Health data company IQVIA has been analyzing data from insurance claims made by doctors’ offices, hospitals and urgent care centers in the country for three decades, and focused on case trends over the previous year. The team found that influenza diagnoses are already tracking record levels. Even before flu season started, in the spring of 2022, flu cases began trending well above the average over the past three years, reaching nearly 950,000 cases per week by mid-October (compared to about 400,000 at the same time in 2019). , just before the epidemic. It began).
These higher rates are not entirely unexpected. Influenza cases dropped dramatically during the first two years of the pandemic, when people had less contact with each other and generally followed mitigation measures to control COVID-19, such as wearing masks and social distancing. These behaviors helped suppress the spread of influenza.
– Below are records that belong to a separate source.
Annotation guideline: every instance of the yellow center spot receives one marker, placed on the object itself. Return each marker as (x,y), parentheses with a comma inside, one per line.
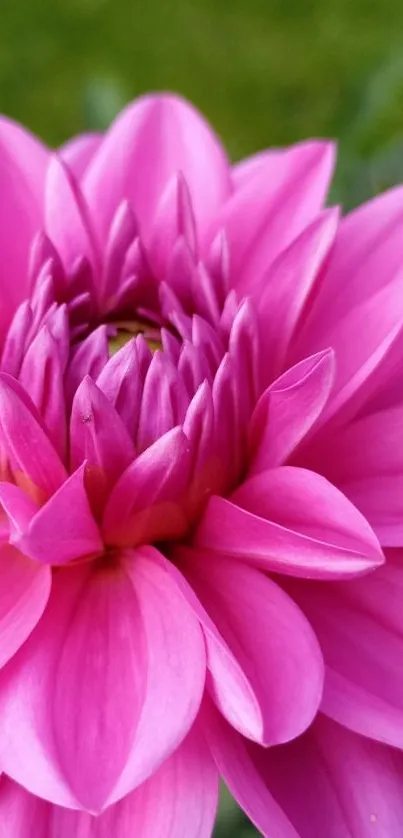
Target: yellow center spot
(128,329)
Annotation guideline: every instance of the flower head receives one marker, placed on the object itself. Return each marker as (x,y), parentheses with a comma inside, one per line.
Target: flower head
(188,386)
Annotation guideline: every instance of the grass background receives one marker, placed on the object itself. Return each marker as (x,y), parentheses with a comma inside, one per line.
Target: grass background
(265,72)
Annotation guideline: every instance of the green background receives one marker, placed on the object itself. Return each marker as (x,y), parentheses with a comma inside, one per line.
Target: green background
(265,72)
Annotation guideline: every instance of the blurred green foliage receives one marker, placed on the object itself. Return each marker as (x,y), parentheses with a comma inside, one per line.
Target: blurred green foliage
(266,72)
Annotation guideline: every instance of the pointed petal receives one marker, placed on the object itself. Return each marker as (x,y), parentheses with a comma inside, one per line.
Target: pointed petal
(79,151)
(360,629)
(67,218)
(25,588)
(291,521)
(269,690)
(23,162)
(289,285)
(288,409)
(151,141)
(367,344)
(117,660)
(98,437)
(33,459)
(263,217)
(63,529)
(174,219)
(334,783)
(243,779)
(42,376)
(145,504)
(366,257)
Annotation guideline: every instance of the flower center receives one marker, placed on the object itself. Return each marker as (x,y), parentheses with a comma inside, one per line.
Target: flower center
(125,330)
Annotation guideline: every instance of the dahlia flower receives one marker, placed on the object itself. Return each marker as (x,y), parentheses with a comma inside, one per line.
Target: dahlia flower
(200,471)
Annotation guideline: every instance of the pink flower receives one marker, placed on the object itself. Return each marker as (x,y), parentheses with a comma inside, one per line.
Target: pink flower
(183,516)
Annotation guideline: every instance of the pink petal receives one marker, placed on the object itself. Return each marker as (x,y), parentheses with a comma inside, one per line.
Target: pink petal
(145,504)
(380,499)
(179,799)
(360,629)
(244,780)
(263,217)
(367,343)
(288,409)
(63,529)
(23,162)
(68,221)
(174,219)
(289,285)
(151,141)
(34,461)
(246,169)
(266,674)
(117,661)
(366,257)
(98,437)
(42,376)
(291,521)
(333,783)
(24,592)
(79,151)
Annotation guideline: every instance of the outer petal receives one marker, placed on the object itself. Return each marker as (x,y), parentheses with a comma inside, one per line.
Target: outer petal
(291,521)
(151,141)
(179,800)
(60,531)
(34,461)
(116,661)
(333,783)
(367,342)
(288,409)
(239,772)
(367,255)
(23,162)
(266,673)
(68,222)
(24,592)
(79,151)
(289,287)
(274,206)
(360,628)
But, says Murray Aitken, executive director of the IQVIA Institute, current flu numbers “have been trending more than every year since 2012 by a significant amount.”
Experts are also concerned about another worrying trend for the flu. The Southern Hemisphere’s flu season, which often gives the United States a preview of what to expect, has hit early and hard this year. Australia, for example, faced its worst flu season in five years, with nearly 30,000 lab-confirmed cases of influenza at its weekly peak in June; The flu season there tends to peak later, between July and September.
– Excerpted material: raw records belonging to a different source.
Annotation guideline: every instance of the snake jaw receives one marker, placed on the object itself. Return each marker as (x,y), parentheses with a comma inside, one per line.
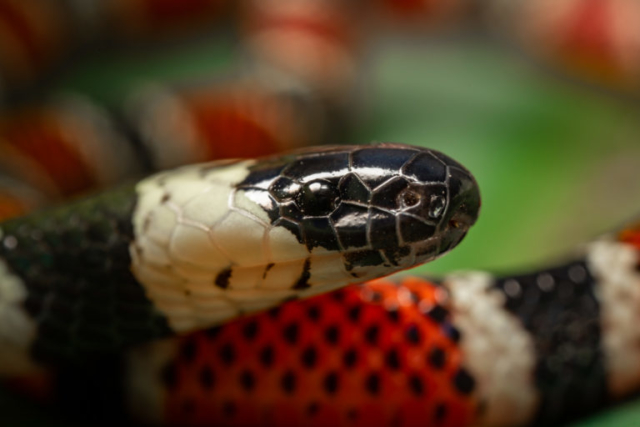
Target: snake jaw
(241,237)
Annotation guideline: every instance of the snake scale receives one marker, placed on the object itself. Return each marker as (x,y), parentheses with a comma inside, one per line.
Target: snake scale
(199,246)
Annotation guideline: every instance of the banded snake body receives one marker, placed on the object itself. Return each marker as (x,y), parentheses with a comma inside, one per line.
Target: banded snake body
(469,349)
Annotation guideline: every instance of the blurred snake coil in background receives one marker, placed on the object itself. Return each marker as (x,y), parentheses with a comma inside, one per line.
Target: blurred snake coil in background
(537,98)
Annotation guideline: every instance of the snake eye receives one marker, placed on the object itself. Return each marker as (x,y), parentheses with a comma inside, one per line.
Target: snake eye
(317,198)
(437,205)
(410,198)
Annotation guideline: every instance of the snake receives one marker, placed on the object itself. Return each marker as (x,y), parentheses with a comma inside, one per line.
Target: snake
(203,244)
(83,285)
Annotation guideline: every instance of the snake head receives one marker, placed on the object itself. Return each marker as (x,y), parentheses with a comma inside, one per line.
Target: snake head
(217,240)
(383,208)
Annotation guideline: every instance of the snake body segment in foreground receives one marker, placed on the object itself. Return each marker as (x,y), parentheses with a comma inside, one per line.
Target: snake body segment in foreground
(471,349)
(203,244)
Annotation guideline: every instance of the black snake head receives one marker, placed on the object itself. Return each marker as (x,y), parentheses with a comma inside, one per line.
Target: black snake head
(383,207)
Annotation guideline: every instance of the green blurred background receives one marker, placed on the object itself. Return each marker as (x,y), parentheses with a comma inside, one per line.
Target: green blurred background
(557,161)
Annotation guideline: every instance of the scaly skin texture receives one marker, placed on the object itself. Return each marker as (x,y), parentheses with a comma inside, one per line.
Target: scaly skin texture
(374,355)
(75,264)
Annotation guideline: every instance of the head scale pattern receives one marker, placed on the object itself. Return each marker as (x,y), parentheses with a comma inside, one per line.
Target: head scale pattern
(388,205)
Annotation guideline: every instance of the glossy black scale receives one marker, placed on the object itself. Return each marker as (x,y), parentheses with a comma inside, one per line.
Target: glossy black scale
(560,310)
(370,202)
(76,266)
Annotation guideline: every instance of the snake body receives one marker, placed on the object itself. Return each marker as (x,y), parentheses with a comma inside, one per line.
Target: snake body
(194,247)
(470,349)
(91,279)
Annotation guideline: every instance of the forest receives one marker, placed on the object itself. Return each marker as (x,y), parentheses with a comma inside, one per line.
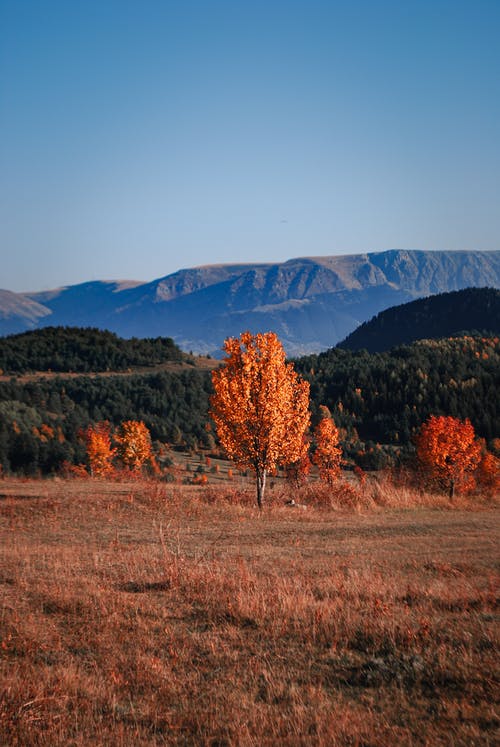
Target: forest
(433,317)
(378,401)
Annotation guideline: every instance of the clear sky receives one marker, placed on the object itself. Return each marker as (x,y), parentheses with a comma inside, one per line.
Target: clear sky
(138,138)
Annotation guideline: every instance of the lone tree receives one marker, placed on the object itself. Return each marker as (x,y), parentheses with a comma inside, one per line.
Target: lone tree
(328,454)
(448,450)
(260,406)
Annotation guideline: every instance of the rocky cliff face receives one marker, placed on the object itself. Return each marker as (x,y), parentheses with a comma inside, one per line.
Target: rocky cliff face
(311,303)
And other respiratory viruses — SARS-CoV-2 and RSV — are also on the rise. COVID-19 is still responsible for about 260,000 injuries every week In the United States on average, labs that are part of the US Centers for Disease Control and Prevention’s Respiratory and Enterovirus Surveillance System report a 500% rate. Increase in the rate of positive tests RSV from early September. Respiratory syncytial virus most severely affects children and the elderly. “This virus is hitting hard this year,” says Dr. Juanita Mora, a spokeswoman for the American Lung Association and an allergist and immunologist at the Chicago Allergy Center. One reason cases are rising so quickly (especially among younger children), and so early in the season, may be that COVID-19 restrictions that have closed schools and kept children at home have protected many of them from any infection over the past two years. “Overall 100% of children will have had RSV by age 2, but that is not the case now,” Mora says. “For the past three years, we haven’t had RSV season, so we have a group of kids who lack the immunity they might normally have.”
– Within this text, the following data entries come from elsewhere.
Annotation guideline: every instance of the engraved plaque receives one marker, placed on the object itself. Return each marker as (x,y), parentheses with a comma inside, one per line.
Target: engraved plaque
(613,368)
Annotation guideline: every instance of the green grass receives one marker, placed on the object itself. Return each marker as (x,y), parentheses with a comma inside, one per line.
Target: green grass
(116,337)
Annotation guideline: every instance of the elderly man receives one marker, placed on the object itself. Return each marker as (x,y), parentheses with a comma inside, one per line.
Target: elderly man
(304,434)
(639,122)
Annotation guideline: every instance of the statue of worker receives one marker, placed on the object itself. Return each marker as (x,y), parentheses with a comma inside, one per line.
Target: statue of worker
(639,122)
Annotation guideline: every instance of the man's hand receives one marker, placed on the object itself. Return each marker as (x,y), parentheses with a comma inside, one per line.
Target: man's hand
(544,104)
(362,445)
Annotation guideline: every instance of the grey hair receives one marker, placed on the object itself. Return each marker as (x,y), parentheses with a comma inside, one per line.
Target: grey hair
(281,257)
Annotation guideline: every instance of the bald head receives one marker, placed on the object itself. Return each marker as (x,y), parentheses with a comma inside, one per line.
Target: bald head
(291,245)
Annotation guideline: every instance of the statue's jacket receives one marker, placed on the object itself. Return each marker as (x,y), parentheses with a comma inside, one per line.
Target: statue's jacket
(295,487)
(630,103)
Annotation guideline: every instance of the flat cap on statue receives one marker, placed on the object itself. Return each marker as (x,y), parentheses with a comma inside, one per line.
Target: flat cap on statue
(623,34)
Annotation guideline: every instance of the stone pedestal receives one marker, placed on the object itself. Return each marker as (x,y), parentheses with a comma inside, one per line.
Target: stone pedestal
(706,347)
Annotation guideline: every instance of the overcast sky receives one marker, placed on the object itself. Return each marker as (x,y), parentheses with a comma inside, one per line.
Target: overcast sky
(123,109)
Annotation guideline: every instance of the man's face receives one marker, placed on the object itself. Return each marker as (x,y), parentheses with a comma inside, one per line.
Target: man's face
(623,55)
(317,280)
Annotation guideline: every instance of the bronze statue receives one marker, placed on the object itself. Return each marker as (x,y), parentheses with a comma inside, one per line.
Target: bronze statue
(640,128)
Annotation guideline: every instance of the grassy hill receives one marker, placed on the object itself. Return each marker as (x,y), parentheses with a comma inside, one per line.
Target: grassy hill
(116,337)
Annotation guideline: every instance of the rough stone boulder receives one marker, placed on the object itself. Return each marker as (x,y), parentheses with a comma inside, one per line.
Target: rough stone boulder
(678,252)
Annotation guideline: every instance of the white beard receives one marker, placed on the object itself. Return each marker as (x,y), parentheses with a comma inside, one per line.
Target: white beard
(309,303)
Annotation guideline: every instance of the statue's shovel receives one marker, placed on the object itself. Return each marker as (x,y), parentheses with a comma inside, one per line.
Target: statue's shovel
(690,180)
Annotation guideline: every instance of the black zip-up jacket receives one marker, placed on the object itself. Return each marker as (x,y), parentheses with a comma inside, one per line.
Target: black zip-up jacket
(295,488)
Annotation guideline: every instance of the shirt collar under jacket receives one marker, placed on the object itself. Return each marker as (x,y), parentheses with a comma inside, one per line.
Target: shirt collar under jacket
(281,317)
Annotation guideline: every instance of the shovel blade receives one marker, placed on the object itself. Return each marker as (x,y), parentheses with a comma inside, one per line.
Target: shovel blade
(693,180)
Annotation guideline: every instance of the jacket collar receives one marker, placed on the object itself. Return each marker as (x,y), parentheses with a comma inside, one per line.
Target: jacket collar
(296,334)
Although there is a vaccine to protect babies from respiratory syncytial virus, it is only approved for babies at high risk of developing serious illness, such as premature babies and those born with lung or heart disease. The vaccine requires monthly injections throughout the infection season, and most children are not eligible for the vaccination. For them, Mora says, the best protections are the same behaviors that protect kids from flu and COVID-19: keeping kids up to date with the latest flu and COVID-19 cases, washing hands often, and avoiding close contact with coughing kids. or sneezing.
With flu and RSV cases rising so quickly, hospitals in some parts of the country are already feeling the strain. But the situation could get worse New COVID-19 variantsSome of them, some of which are evading protection from vaccinations, are continuing to spread this winter.
What contributes to the rapid and historical rise of respiratory disease? It’s likely a combination of factors, including mild seasons during the early part of the pandemic as well as slow flu vaccination rates. Although still relatively early in the flu season, the flu vaccine uptake rate is about 9% lower than it is now typically during the pre-pandemic years.
Experts say that while these signs are worrying, the United States isn’t necessarily doomed to suffer a severe viral season like countries like Australia. If more people get sick with the flu and COVID-19, this could dampen the effects of the viruses circulating more than usual.